The proxy automatically picks up Nuxt's port, including dynamic port changes (3000 → 3001 when you already have a server running).
Configuration
export default defineNuxtConfig({
directus: {
devProxy: {
enabled: true, // default: true in dev, false in prod
path: '/directus', // HTTP proxy mount path
wsPath: '/directus-ws', // WebSocket proxy path (for realtime)
},
},
})enabled(boolean, default:truein dev,falsein prod) — turns the proxy on or off.path(string, default:/directus) — the URL path prefix the proxy mounts under.wsPath(string, default:/directus-ws) — separate path for WebSocket connections.
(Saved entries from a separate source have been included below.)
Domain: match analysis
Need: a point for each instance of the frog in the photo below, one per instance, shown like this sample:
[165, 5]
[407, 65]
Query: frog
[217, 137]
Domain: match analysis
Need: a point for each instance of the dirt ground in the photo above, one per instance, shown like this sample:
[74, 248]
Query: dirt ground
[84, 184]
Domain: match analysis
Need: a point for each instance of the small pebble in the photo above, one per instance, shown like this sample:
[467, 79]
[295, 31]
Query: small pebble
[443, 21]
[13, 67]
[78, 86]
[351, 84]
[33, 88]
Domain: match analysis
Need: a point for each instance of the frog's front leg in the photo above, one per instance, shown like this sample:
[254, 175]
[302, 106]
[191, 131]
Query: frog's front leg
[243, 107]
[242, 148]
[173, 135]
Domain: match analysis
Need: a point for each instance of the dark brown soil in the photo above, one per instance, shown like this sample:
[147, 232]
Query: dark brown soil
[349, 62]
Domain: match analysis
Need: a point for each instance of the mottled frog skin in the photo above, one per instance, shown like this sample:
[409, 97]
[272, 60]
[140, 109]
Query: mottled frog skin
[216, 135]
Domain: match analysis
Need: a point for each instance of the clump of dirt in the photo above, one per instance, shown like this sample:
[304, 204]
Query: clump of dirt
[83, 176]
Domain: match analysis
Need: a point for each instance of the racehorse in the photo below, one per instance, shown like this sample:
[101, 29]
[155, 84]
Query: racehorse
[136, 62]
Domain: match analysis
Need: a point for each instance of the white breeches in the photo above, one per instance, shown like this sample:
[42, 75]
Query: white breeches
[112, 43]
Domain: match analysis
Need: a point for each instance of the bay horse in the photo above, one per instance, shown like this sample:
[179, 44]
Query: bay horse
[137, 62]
Kept separate frompathbecause the HTTP handler can't also terminate a WebSocket upgrade cleanly.
Shorthand: pass a boolean to enable/disable with defaults.
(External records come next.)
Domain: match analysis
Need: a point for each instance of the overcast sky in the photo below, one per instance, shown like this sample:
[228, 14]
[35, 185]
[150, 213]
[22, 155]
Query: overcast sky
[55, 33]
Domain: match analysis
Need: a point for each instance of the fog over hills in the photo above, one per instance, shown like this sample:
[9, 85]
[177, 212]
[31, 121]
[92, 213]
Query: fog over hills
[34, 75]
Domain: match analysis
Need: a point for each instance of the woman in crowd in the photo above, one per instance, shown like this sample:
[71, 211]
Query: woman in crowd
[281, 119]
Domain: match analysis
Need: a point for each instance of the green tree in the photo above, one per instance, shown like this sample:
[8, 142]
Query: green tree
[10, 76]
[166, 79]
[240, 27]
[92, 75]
export default defineNuxtConfig({
directus: {
devProxy: true, // same as { enabled: true }
},
})export default defineNuxtConfig({
directus: {
devProxy: false, // disable, use the direct URL even in dev
},
})Why It Exists
Three problems it solves:
- CORS. Your Nuxt dev server is on
http://localhost:3000. Directus is onhttps://your-directus.com. Without the proxy, every browser request is cross-origin and needs CORS headers configured on Directus. With the proxy, requests are same-origin. - Cookies. Session-based authentication relies on httpOnly cookies. Cookies are scoped to the domain that sets them, so a
Set-Cookiefrom Directus wouldn't be honoured by a browser fetching fromlocalhost. The proxy rewrites the cookie domain so the cookie is accepted. - WebSockets. Realtime subscriptions use the WebSocket protocol, which has its own handshake and CORS rules. The
wsPathproxy handles this with cookie forwarding so auth survives the upgrade.
Works with Split URLs
If you've set up separate client and server URLs (for Docker, Kubernetes, or any setup where your Nuxt server reaches Directus via an internal hostname), the dev proxy forwards to the server URL and exposes it under the proxy path to the browser. Same-origin for the browser, internal hostname for the backend, no special handling on your end.
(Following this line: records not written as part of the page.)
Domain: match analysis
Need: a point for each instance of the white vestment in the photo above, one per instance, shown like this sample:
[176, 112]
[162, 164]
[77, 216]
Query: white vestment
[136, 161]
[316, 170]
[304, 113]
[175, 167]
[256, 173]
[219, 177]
See the url option reference for split-URL configuration.
Disabling the Proxy
If you want browsers to talk to Directus directly even in development (for instance, you've configured CORS on Directus and prefer real URLs in DevTools Network panel), disable the proxy:
export default defineNuxtConfig({
directus: {
devProxy: false,
},
})Or disable just the WebSocket proxy by leaving enabled: true and setting wsPath: false (HTTP proxy on, realtime goes direct).
Production Behaviour
In production builds, the proxy is off by default and all requests go directly to the client URL from the browser. This is what you want: no extra hop, no Nuxt server involvement for Directus calls. Cookie domains need to match (either same apex domain or configured correctly) for session auth to work; see the Authentication guide for the cross-domain setup.
You can force the proxy on in production with devProxy: { enabled: true }, but this is unusual and generally not recommended; the proxy adds a hop every call makes through your Nuxt server.